The deal, for an undisclosed fee, includes Sippey taking the title of Head of Product at San Francisco-based Medium — which leaves one question: is this a straightforward talent acquisition, or is there more to the deal than meets the eye?

Medium’s Monetization Muddle

By carving out its own unique niche in the publishing and social networking space, Medium enjoyed a rapid rise in popularity amongst publishers and blog lovers alike. But — much like Snapchat — Medium’s uniqueness simultaneously worked against it, forcing founder Ev Williams and his team to think long and hard about how to monetize the platform without totally ruining it in the process.

Medium previously experimented with an ad-based model, but that path to monetization didn’t lead to the desired destination. Instead, it led to the closure of two US offices and the departure of 50 employees (one-third of Medium’s workforce) in early 2017.

In the wake of that crisis, Williams confessed the ad-based model wasn’t serving content makers or consumers, adding that, “[an ad-based model] causes increasing amounts of misinformation ... and pressure to put out more content more cheaply—depth, originality or quality be damned. It's unsustainable and unsatisfying for producers and consumers alike ... We need a new model."

That new model came in the form of a paid membership option, which the company launched in March 2017. Paid membership appears to be working — but with this Talkshow acquisition in mind, perhaps it’s not working well enough.
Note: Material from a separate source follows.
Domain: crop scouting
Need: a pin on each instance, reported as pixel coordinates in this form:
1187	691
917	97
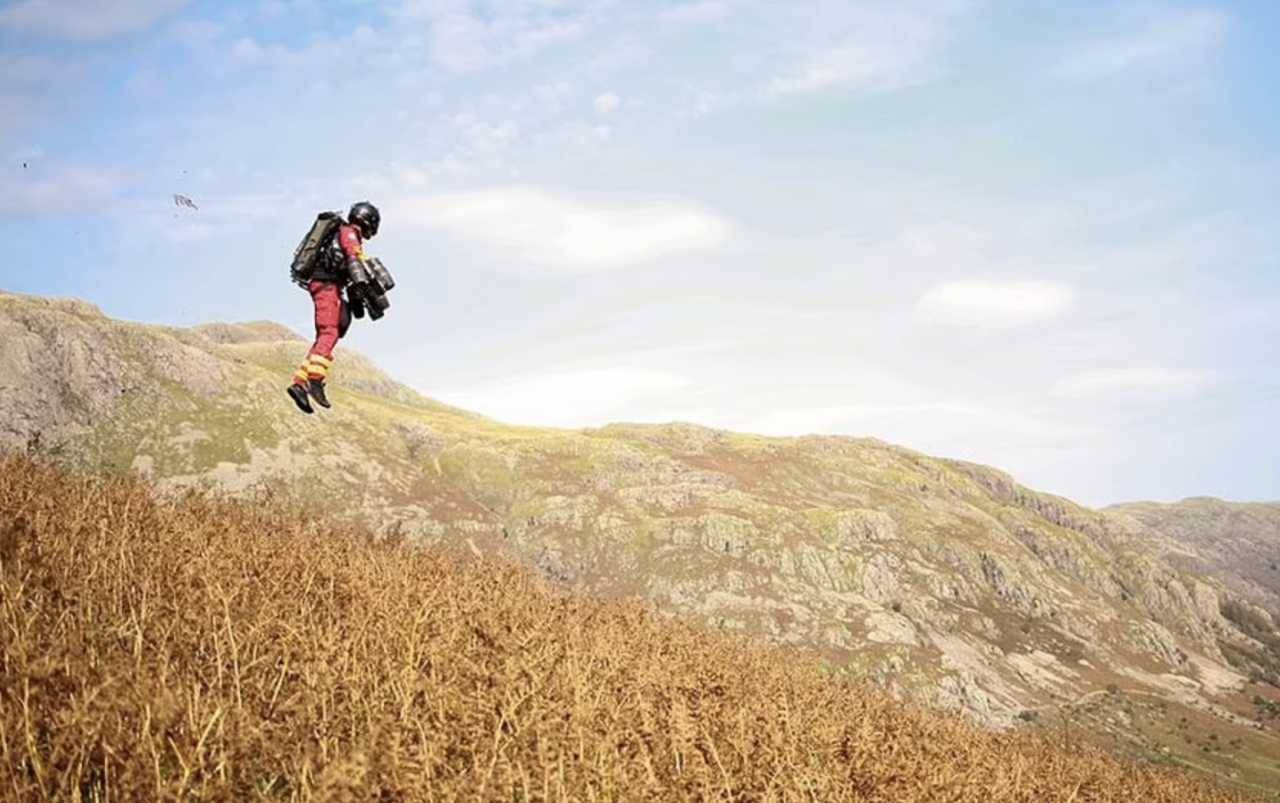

The Next Wave for Medium Monetization?

As Head of Product, Michael Sippey will help Medium, “build and evolve a new model of funding for original writing is both compelling and important.”

Learning Opportunities

Sippey, like many in the Medium team, is a former Twitter employee, serving as VP of Product for two years. Medium looks to be pinning its hopes on Sippey to steer the company's monetization journey into calmer and more profitable waters.

But as Sippey thanks his old team for their efforts (indicating they won’t be joining him at Medium), it’s important to note that talks between Talkshow Industries and Medium began when Sippey contacted Ev Williams about Talkshow's latest project, Episode, which aimed to give podcast listeners a way to share their favorite podcasts. That project also came to an end following Medium’s acquisition, but Sippey’s obvious love for content sharing apps is hard to ignore.

To get some perspective on this acquisition, and to hypothesize about what Medium might gain from Sippey and his past projects, CMSWire spoke to Director of Digital Marketing at LRG Marketing, Adam Miller:

“It seems that Medium may be making a prediction on how content will soon be shared. [If they are to integrate Talkshow’s features] users could easily share content to a small tight-knit group of friends, colleagues or connections within the Medium platform,” he said.

“As we're seeing with the increased interest in messenger apps, more content is gaining traction through peer-to-peer sharing rather than a post to a general audience. If Talkshow is going to be part of Medium's premium model, it indicates that publishers may need to prepare to pay for certain distribution features.”